# Categorical Data Analysis (Soc 681) at Purdue

Note: Taught most every fall semester.

### Fall 2024 Course Materials

Note: Course is in progress with materials being added each week. For a full set of materials, see the Fall 2023 section below.

### Fall 2023 Course Materials

Includes: syllabus, lecture slides, example code, etc.

### Course Description

Many — perhaps even most — social and behavioral science questions include outcome variables that are categorical in nature. E.g. Which political candidate will win the next election? What social class does a person belong to? How many publications does it take to receive tenure? How many drinks does the average person consume per week? Answering these — and countless other — questions cannot be adequately accomplished via the linear regression model and instead require the more advanced techniques covered extensively in this course.

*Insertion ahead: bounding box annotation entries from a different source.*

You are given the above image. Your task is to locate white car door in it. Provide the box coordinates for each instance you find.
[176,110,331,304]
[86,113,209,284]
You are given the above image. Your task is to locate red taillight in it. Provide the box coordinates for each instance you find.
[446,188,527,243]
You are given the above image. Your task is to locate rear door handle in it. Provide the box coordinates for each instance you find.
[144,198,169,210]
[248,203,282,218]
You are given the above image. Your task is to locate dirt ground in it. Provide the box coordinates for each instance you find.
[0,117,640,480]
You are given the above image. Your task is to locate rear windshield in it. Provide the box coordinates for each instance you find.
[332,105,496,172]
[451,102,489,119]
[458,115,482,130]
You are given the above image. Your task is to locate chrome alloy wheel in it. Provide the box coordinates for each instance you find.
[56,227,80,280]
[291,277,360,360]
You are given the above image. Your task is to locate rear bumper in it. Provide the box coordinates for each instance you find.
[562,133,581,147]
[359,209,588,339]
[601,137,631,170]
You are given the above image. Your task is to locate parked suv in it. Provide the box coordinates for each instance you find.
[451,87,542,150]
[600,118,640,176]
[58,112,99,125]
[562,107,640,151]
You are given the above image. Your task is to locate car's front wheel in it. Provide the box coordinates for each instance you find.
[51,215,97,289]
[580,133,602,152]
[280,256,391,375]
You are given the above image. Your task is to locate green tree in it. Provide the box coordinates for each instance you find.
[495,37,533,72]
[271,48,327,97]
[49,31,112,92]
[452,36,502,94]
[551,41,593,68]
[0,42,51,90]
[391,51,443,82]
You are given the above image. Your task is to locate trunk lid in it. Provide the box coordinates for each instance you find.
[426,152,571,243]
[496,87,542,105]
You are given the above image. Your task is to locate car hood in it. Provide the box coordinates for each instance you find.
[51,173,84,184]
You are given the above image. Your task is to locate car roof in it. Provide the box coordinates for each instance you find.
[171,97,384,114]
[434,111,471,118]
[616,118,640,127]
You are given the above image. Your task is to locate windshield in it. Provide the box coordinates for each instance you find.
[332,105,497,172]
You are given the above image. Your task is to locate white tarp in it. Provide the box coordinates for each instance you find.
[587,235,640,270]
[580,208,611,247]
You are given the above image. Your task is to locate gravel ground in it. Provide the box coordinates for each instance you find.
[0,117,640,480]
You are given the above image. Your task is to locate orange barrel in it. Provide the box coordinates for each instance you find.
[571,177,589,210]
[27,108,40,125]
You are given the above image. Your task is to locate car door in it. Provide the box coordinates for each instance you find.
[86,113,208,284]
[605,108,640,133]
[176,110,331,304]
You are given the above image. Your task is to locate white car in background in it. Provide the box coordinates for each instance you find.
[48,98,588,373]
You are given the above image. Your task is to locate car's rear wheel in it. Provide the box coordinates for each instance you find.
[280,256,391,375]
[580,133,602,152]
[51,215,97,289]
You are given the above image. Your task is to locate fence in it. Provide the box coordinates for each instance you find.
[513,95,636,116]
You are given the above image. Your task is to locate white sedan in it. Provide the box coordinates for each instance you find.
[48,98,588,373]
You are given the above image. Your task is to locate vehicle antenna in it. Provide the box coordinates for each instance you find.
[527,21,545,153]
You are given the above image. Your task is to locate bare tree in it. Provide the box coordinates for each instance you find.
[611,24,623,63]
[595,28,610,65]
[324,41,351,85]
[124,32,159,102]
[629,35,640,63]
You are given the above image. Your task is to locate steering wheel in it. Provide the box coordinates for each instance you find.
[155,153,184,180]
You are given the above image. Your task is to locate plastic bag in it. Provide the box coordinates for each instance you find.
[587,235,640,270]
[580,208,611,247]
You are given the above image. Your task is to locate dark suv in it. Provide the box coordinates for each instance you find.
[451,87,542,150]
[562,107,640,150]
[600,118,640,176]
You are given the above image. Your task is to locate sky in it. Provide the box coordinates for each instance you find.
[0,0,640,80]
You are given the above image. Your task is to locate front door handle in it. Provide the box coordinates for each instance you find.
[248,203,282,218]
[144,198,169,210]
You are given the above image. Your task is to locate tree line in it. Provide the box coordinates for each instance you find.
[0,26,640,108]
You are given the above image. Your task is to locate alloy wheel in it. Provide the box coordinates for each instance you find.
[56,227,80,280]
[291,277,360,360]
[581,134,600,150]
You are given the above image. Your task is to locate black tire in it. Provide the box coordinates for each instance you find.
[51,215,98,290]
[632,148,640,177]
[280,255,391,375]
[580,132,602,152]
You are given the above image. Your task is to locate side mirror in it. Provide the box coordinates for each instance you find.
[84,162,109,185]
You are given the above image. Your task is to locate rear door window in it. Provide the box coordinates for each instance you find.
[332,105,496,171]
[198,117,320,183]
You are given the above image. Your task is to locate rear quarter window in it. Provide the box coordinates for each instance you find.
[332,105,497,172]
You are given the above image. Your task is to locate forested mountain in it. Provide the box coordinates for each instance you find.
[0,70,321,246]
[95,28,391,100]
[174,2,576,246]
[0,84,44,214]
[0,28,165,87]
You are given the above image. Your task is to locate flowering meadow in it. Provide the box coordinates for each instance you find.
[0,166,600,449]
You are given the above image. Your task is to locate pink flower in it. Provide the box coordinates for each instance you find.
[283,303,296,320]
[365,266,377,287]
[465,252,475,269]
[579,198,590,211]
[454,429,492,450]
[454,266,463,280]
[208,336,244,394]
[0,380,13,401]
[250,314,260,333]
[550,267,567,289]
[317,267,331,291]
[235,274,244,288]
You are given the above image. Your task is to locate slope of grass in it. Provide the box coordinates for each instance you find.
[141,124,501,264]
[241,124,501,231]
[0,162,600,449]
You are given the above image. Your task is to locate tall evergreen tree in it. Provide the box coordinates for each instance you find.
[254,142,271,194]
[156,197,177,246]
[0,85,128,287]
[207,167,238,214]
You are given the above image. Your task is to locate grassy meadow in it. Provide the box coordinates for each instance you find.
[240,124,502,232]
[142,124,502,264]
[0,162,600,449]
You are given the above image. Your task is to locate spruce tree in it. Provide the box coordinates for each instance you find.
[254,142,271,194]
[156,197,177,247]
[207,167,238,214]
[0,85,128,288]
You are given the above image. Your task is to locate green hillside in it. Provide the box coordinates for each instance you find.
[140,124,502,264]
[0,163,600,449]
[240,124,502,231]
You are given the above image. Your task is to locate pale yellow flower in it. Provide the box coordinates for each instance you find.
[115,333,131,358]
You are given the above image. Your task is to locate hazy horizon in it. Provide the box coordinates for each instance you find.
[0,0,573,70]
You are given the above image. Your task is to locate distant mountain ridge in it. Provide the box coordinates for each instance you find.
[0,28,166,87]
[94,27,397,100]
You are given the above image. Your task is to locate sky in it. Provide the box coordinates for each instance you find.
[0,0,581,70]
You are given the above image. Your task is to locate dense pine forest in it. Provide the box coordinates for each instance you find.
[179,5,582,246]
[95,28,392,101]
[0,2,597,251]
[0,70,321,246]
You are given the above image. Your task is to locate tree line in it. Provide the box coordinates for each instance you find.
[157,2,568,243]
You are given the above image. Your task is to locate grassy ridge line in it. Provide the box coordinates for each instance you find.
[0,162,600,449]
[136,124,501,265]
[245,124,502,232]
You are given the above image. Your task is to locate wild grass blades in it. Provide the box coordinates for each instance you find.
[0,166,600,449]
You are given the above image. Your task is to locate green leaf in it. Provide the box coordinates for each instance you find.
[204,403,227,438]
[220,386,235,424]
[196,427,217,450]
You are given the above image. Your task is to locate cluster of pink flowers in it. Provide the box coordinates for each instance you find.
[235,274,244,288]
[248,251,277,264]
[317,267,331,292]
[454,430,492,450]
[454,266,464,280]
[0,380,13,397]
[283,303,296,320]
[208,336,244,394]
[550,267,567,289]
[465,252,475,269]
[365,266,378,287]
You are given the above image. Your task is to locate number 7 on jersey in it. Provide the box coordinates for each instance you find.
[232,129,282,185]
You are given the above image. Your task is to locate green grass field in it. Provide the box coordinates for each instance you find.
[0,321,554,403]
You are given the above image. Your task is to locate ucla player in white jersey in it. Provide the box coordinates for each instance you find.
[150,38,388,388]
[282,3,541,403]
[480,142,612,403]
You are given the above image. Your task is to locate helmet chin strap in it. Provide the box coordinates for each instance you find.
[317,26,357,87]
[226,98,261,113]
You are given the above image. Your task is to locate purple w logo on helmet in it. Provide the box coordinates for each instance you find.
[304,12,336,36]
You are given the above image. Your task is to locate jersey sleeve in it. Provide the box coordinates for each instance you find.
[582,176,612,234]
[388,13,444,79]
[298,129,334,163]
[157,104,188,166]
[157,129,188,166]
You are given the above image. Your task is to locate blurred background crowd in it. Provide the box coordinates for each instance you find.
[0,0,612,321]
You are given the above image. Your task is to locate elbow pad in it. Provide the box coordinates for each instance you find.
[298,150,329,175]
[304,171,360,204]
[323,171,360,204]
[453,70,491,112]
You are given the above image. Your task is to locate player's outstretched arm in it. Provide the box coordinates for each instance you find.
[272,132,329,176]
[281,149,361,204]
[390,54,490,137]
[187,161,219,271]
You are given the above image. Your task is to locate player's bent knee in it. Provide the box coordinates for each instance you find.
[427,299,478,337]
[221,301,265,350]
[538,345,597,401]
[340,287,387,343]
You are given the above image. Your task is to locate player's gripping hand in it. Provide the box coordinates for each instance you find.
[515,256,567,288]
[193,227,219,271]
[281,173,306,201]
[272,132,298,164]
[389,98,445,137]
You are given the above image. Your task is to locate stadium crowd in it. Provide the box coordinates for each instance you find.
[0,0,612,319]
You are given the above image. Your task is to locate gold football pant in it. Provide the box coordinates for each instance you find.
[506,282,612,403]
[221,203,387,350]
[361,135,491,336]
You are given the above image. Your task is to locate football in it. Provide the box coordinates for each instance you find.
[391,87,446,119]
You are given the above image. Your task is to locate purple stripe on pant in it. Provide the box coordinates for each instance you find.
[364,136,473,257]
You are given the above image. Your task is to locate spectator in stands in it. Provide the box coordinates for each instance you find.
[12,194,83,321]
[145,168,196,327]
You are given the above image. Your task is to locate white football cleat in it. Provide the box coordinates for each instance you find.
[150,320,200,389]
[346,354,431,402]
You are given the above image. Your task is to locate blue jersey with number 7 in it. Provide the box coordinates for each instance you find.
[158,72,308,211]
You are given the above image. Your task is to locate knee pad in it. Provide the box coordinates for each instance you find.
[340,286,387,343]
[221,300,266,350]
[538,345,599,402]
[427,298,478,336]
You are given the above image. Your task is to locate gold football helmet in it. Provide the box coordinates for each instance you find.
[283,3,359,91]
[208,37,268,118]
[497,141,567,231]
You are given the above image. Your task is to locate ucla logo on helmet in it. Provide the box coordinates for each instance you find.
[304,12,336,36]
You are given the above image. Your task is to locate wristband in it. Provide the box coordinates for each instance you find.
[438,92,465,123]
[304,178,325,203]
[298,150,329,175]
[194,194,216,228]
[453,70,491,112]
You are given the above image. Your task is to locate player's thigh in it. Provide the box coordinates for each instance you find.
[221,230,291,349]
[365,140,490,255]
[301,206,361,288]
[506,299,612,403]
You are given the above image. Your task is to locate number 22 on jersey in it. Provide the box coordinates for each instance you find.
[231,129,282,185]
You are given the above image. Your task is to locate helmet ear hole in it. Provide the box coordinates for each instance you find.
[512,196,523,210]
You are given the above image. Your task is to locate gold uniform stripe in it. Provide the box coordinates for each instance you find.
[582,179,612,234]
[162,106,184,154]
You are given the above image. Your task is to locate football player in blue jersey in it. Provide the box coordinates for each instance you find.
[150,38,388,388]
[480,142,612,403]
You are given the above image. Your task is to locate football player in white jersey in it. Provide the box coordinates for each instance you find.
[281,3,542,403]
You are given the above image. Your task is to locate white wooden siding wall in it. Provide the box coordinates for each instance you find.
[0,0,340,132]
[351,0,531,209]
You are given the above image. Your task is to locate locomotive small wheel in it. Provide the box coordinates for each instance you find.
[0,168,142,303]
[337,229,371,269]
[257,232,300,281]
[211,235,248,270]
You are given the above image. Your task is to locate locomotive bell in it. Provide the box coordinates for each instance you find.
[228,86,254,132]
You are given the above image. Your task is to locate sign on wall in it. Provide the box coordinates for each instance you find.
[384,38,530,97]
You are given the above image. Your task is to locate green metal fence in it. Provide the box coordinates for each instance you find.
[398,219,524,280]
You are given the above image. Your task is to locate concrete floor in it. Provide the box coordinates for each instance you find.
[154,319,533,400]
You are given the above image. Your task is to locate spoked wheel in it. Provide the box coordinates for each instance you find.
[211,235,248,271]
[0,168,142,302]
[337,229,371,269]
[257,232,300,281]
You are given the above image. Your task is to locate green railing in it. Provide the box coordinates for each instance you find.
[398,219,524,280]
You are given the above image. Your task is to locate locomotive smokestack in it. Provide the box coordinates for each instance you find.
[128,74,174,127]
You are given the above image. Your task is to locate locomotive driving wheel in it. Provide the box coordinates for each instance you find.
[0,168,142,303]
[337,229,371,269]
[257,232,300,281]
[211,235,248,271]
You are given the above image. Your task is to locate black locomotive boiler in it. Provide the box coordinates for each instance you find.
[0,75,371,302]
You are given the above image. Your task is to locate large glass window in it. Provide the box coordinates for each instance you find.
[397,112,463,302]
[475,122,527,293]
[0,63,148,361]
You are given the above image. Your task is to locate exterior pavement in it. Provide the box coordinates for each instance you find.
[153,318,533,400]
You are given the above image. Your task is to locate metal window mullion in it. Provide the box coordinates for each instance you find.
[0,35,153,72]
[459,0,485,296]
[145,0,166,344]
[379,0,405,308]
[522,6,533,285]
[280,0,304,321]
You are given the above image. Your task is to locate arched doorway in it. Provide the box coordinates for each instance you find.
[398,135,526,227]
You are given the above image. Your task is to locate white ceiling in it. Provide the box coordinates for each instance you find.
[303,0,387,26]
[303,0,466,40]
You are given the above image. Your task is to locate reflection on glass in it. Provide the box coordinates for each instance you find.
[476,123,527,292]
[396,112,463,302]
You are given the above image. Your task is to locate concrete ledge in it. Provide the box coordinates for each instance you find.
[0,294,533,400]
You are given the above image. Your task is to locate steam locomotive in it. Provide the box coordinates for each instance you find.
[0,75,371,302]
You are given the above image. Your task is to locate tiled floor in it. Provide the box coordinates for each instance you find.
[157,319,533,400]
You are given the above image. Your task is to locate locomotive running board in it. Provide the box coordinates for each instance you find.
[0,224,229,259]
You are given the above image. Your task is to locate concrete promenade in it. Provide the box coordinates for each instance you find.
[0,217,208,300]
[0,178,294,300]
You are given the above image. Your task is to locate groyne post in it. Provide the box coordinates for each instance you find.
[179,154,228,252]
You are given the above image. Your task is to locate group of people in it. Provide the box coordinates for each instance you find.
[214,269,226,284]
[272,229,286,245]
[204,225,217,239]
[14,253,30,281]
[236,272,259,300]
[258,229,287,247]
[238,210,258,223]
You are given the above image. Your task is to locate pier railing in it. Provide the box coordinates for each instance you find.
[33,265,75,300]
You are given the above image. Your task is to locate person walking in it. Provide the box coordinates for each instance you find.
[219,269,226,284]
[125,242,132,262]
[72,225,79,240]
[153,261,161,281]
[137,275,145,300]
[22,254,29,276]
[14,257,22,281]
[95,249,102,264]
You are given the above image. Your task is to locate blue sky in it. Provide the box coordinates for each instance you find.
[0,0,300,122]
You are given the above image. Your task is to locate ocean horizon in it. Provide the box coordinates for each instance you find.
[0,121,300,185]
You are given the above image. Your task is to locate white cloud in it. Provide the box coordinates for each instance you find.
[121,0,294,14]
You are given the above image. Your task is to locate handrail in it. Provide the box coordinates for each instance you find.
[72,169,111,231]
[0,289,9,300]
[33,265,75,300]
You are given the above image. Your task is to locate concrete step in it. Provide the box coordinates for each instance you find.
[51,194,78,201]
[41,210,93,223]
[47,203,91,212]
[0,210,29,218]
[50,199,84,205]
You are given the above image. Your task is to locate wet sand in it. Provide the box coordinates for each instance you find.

Categorical Data Analysis is a course in applied statistics that primarily deals with regression models in which the dependent variable is binary, nominal, ordinal, or count. In addition, some flexible methods for nonlinearities within the linear regression framework will be briefly covered. Many common statistical issues encountered by social scientists require different methods when the dependent variable is not continuous. E.g. Interpretation of coefficients, calculation of predictions, testing of interaction effects, testing for mediation, assessing model fit, and many other techniques require a different approach for categorical dependent variables than those for continuous outcomes. The focus of the course is on interpretation and learning to deal with the complications introduced by the nonlinearity of the models. Less focus will be on the mathematical details of the models except where pertinent.

Specific models considered include: probit and logit for binary outcomes; ordered logit, ordered probit, and alternating least squares optimal scaling for ordinal outcomes; multinomial logit for nominal outcomes; Poisson, negative binomial, and zero inflated models for counts; and fractional response, LOWESS, and local polynomial smoothing methods for continuous and quasi-continuous outcomes.